See how to talk to your AI agent using Accounting & Audit Prover.

A client recognized $50M in revenue before delivering the software. According to GAAP, this is wrong. They should wait until delivery. Validate this using the prover.

Verdict: STANDARD_COMPLIANCE_BLIND. 'According to GAAP' is not a citation. Cite FASB ASC 606, identify the specific performance obligation, quantify materiality, and specify the audit evidence required to verify delivery.
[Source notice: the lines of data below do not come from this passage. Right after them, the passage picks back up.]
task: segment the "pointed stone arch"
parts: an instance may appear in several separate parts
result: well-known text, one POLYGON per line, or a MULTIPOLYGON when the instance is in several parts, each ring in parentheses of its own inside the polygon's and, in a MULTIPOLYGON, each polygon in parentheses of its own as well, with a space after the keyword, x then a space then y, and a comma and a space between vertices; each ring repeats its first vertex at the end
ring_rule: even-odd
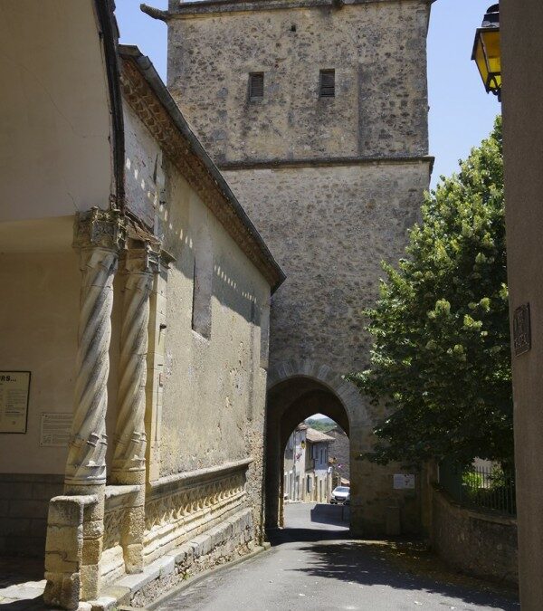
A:
POLYGON ((357 488, 362 477, 360 454, 369 449, 372 422, 365 399, 355 385, 326 364, 312 359, 291 359, 274 366, 268 374, 266 413, 266 526, 281 525, 282 463, 284 446, 296 425, 320 412, 335 420, 350 443, 351 531, 361 530, 362 507, 357 488))

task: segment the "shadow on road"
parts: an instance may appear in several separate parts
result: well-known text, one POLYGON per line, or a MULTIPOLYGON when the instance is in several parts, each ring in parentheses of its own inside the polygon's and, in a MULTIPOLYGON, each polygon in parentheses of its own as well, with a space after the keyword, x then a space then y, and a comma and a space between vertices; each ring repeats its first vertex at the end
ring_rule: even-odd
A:
MULTIPOLYGON (((292 534, 303 536, 304 533, 292 534)), ((333 531, 319 534, 332 535, 333 531)), ((303 543, 314 539, 299 538, 296 540, 303 543)), ((311 577, 361 586, 384 585, 403 590, 439 593, 462 598, 467 604, 503 611, 520 608, 513 590, 452 573, 431 552, 424 550, 422 544, 353 540, 326 543, 321 538, 319 542, 300 549, 308 554, 307 565, 292 570, 311 577)))
POLYGON ((353 539, 340 506, 299 503, 285 509, 286 527, 269 531, 269 540, 272 546, 303 552, 307 558, 287 570, 346 586, 386 586, 421 596, 436 593, 488 609, 520 608, 513 588, 454 572, 420 541, 353 539))

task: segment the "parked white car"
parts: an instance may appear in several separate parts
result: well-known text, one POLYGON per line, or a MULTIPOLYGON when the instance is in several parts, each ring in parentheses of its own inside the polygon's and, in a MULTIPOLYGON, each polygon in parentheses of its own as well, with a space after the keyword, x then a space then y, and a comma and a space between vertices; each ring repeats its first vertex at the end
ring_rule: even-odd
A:
POLYGON ((350 498, 350 488, 348 486, 337 486, 332 491, 330 502, 332 505, 339 505, 343 504, 348 498, 350 498))

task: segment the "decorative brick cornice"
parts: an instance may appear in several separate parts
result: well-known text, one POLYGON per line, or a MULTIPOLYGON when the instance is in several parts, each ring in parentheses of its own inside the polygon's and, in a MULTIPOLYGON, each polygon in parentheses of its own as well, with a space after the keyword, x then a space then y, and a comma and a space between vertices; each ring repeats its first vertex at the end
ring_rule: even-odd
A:
POLYGON ((125 53, 122 49, 120 84, 124 99, 242 251, 272 287, 277 287, 284 280, 282 271, 219 170, 190 132, 152 64, 134 47, 125 47, 125 53), (176 116, 172 116, 174 113, 176 116))

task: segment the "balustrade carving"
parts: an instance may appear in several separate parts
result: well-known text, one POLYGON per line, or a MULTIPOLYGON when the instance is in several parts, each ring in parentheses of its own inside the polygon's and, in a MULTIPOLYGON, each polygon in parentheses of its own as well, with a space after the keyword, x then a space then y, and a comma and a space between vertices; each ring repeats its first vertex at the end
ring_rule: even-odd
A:
POLYGON ((76 382, 67 485, 103 484, 113 278, 126 227, 116 210, 78 215, 73 246, 80 251, 81 289, 76 382))

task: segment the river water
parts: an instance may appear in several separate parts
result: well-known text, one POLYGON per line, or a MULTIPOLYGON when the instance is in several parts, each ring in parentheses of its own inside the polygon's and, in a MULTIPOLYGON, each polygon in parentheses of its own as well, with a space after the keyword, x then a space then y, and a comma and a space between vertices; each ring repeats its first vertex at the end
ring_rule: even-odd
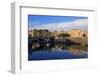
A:
POLYGON ((88 58, 87 47, 65 43, 33 43, 28 49, 28 60, 80 59, 88 58))

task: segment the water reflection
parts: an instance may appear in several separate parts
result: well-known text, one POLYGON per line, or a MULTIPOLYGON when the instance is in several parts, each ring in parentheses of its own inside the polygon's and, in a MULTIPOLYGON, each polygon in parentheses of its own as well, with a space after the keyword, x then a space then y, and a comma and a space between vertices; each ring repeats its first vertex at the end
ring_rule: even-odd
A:
POLYGON ((68 51, 74 55, 81 55, 87 53, 87 46, 85 45, 67 45, 66 43, 32 43, 29 47, 29 54, 35 52, 53 52, 53 51, 68 51))

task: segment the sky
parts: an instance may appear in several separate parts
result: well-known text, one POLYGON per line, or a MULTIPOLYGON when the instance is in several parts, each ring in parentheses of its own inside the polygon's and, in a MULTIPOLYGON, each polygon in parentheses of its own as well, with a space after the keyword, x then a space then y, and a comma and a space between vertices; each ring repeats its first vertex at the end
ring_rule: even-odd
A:
POLYGON ((68 31, 84 29, 88 26, 88 17, 28 15, 28 27, 32 29, 48 29, 49 31, 68 31))

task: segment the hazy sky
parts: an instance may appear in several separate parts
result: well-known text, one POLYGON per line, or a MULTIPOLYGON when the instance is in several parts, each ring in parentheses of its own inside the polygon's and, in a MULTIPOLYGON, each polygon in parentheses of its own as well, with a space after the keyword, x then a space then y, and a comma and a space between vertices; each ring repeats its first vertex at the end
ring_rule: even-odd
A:
POLYGON ((29 30, 48 29, 49 31, 64 31, 70 29, 85 29, 88 26, 88 17, 79 16, 47 16, 28 15, 29 30))

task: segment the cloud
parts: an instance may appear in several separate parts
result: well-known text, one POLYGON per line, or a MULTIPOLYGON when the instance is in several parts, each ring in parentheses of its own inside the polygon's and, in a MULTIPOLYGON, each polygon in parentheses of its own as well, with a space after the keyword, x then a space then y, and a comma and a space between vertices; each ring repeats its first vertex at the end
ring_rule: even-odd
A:
POLYGON ((69 31, 71 29, 82 29, 87 30, 88 28, 88 19, 79 19, 71 22, 62 22, 62 23, 50 23, 45 25, 37 25, 34 27, 29 27, 29 30, 32 29, 48 29, 49 31, 69 31))

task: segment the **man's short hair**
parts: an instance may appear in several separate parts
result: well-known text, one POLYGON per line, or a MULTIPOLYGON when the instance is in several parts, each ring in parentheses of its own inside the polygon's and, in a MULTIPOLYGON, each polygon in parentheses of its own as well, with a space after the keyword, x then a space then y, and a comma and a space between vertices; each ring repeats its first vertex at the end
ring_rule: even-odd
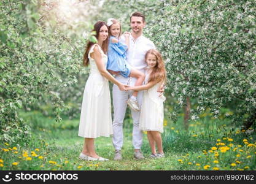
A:
POLYGON ((145 16, 143 15, 142 13, 139 12, 136 12, 131 14, 131 17, 130 17, 130 21, 131 20, 131 17, 142 17, 142 21, 145 22, 145 16))

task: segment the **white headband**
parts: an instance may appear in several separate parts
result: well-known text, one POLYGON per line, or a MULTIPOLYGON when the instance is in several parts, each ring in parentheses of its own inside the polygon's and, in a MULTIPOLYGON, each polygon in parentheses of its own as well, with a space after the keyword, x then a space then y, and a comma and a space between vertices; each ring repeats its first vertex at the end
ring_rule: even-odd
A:
POLYGON ((113 24, 113 22, 111 21, 112 20, 114 20, 114 19, 113 18, 111 18, 107 19, 107 25, 109 27, 111 26, 113 24))

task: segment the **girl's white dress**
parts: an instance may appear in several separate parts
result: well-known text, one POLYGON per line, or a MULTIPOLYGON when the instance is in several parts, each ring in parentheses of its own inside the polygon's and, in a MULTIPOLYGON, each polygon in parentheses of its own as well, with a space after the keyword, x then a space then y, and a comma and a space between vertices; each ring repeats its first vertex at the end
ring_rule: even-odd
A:
MULTIPOLYGON (((148 82, 149 74, 145 71, 145 83, 148 82)), ((142 131, 163 132, 163 102, 165 98, 159 97, 157 90, 161 83, 158 83, 144 91, 142 104, 139 117, 139 128, 142 131)))
POLYGON ((83 92, 78 133, 79 136, 87 138, 109 137, 113 134, 109 82, 101 75, 95 61, 90 57, 96 45, 99 49, 106 67, 107 62, 107 56, 99 45, 93 45, 88 56, 90 72, 83 92))

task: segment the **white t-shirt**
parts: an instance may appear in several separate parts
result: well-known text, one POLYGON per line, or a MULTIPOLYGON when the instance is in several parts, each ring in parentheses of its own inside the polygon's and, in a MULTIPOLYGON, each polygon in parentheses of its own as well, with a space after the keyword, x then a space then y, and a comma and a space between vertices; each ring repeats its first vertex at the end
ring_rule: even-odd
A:
MULTIPOLYGON (((130 45, 127 52, 127 63, 142 73, 145 73, 145 68, 147 66, 145 61, 145 55, 149 49, 155 49, 155 47, 153 42, 149 39, 143 36, 139 36, 136 40, 134 40, 131 35, 129 37, 130 45)), ((121 36, 121 43, 125 44, 125 38, 123 36, 121 36)), ((118 75, 116 79, 122 83, 127 83, 129 78, 125 78, 121 75, 118 75)), ((130 85, 133 85, 137 79, 132 78, 130 82, 130 85)))

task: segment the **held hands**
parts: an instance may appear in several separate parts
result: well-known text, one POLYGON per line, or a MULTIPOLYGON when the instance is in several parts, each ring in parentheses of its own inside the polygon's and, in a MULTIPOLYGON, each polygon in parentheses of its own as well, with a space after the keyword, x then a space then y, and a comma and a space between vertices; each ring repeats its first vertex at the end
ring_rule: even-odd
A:
POLYGON ((118 88, 120 91, 127 91, 127 88, 126 88, 130 87, 130 86, 126 85, 123 85, 122 83, 120 83, 118 85, 118 88))
POLYGON ((163 94, 163 93, 165 92, 165 85, 161 85, 160 88, 158 88, 158 90, 157 90, 157 92, 160 92, 160 94, 159 96, 161 96, 163 94))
Analyze the revenue recognition of a $5M software contract under ASC 606. Validate the conclusion with the prover, quantifying materiality at $100k, assessing ROMM as High due to complex performance obligations, and detailing specific vouching procedures.

Verdict: REASONING_PROVEN. Standard compliance validated (ASC 606), materiality quantified ($100k), ROMM explicitly assessed (High), substantive procedures detailed, and grounded in evidence.

Under PCAOB AS 2315, we will audit the inventory balance. The materiality is $500k. We will perform tests of details on the warehouse counts. Validate this plan.

Verdict: ROMM_IGNORED. You cited the standard, set materiality, and proposed procedures, but completely skipped the Risk of Material Misstatement assessment. Is inherent risk high? Control risk low? Assess ROMM before testing.

No. This is a strictly stateless reasoning gatekeeper. It does not perform mathematical reconciliations, access ERP systems, or review ledgers. It validates the logical structure of the AI's accounting/audit reasoning based on the inputs provided.